A new Nature Sustainability paper just delivered a hard verdict on one of the most politically popular forms of carbon removal in Europe: burning trees to make electricity, then capturing the CO2. The answer, from Timothy Searchinger and colleagues at Princeton and the World Resources Institute, is that forest-fuelled BECCS (bioenergy with carbon capture and storage) will not produce net negative emissions for more than 150 years, emits more than unabated natural gas for decades, and roughly triples to quadruples the cost of electricity.
Why this matters
BECCS is load-bearing in most climate models. When the IPCC sketches pathways to 1.5 or 2 degrees, a huge share of the “negative emissions” wedge is BECCS. Integrated assessment models usually assume that biomass comes from dedicated energy crops on dedicated land. But actual policy is drifting elsewhere. European governments, including the UK’s Drax subsidy regime, are putting public money behind BECCS fuelled by wood from existing forests. Searchinger’s team built a model to test whether that real-world version of BECCS does what the theoretical version is supposed to do. It doesn’t.

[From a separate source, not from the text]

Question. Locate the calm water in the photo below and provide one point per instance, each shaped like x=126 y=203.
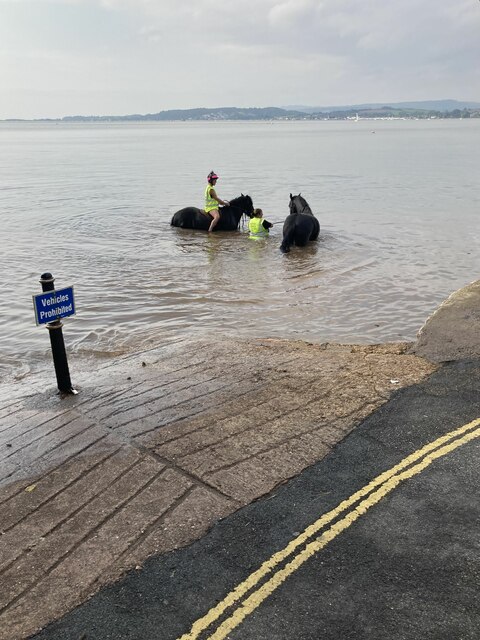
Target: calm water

What the model actually shows
The authors developed a transparent carbon-flow model called BECCS-Wood that tracks every tonne of carbon from standing tree to smokestack. They ran multiple sourcing scenarios, including US average wood supply, northeastern US forests, residues only, and blends with fast-growing plantations. Three headline results: No negative emissions for 150+ years. Across the realistic scenarios, cumulative emissions from a sustained BECCS programme stay positive for a century and a half. The climate math simply does not cross into negative territory on any timescale that matters for Paris goals. Worse than unabated gas for decades. A BECCS plant burning forest wood produces higher cumulative emissions than a natural gas plant with no capture at all, for decades after start-up. That is a striking claim. It means a policy designed to remove carbon performs worse, near-term, than the fossil fuel it is meant to displace, and worse than the fossil fuel even without any capture equipment. Electricity costs roughly 3.5x higher. Relative to alternatives, BECCS-from-forest-wood comes in at about three and a half times the cost per unit of electricity. Even a generous blend, half residues and half fast-growing plantations, only modestly improves the picture.

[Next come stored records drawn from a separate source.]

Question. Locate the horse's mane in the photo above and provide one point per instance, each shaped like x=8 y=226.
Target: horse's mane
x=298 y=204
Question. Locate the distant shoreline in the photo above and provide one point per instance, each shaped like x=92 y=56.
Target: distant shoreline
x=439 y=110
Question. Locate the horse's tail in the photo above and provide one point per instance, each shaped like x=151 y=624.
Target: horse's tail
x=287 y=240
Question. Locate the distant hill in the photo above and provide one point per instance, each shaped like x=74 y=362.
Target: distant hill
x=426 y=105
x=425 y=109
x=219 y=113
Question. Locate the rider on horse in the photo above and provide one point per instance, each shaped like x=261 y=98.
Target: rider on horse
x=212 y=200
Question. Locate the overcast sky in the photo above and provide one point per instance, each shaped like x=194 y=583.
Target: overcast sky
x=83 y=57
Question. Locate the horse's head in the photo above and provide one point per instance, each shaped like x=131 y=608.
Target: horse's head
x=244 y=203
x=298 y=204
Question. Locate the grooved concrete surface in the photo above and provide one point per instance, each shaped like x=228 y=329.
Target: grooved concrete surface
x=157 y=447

Why the numbers come out this way
Two physical facts drive the result, and they are not easy to engineer around. First, most of the emissions happen before the wood ever reaches the power plant. Cutting a mature forest releases carbon from soils, roots, slash, and foregone future growth. The capture unit at the plant only catches stack emissions. It cannot capture the carbon that escaped when the tree was felled, when the soil was disturbed, or the carbon that the forest would have kept absorbing had it been left standing. The authors call this the pre-plant emissions problem, and it dominates the lifecycle. Second, wood is simply a bad fuel for this purpose. It has roughly twice the carbon intensity of natural gas per unit of energy, and it burns at lower efficiency. So for every kilowatt-hour, a wood plant starts with a much bigger CO2 debt, even before you ask whether the forest grows back. Regrowth, when it happens, takes decades to a century. The capture equipment runs in real time. The accounting mismatch is the entire problem.

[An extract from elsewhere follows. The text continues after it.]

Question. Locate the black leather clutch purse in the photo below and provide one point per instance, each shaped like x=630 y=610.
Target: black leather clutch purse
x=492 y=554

Implications for CDR policy
This paper is a direct challenge to the idea that forest-fuelled BECCS deserves subsidy as a carbon removal technology. If the Searchinger model holds up, every euro spent subsidising it is buying emissions, not removals, for the political lifetime of anyone designing the policy today. It also matters for how the CDR field talks about BECCS in general. BECCS is not one thing. BECCS from dedicated energy crops on marginal land is a different animal from BECCS on agricultural residues, which is different again from BECCS that cuts standing forest. Lumping them together, as many integrated assessment models do, hides exactly the sourcing question that determines whether the technology removes carbon or adds it. For CDR buyers and registries, the lesson is that feedstock accounting has to be forensic. “Sustainably sourced biomass” is not a verifiable claim without the kind of carbon-flow tracking this paper demonstrates.
Caveats
The paper models electricity and combined heat and power configurations. It does not rule out other bioenergy pathways, for example residues that would otherwise decompose quickly, or purpose-grown short-rotation crops on land that was not previously forest. The 150-year figure is a modelled projection, not an observation, and depends on assumptions about regrowth rates, harvest practices, and counterfactual forest carbon uptake. The authors have published the model so others can vary those assumptions. That transparency is welcome and unusual. This is also one paper. It joins a growing body of work from Searchinger and others questioning forest bioenergy accounting, but the BECCS-from-energy-crops pathway assumed in most IPCC scenarios is not what is being tested here. The honest read: if your BECCS supply chain goes through a mature forest, the climate case collapses. That is not the whole BECCS story, but it is the part governments are currently writing checks for.
Source: nature.com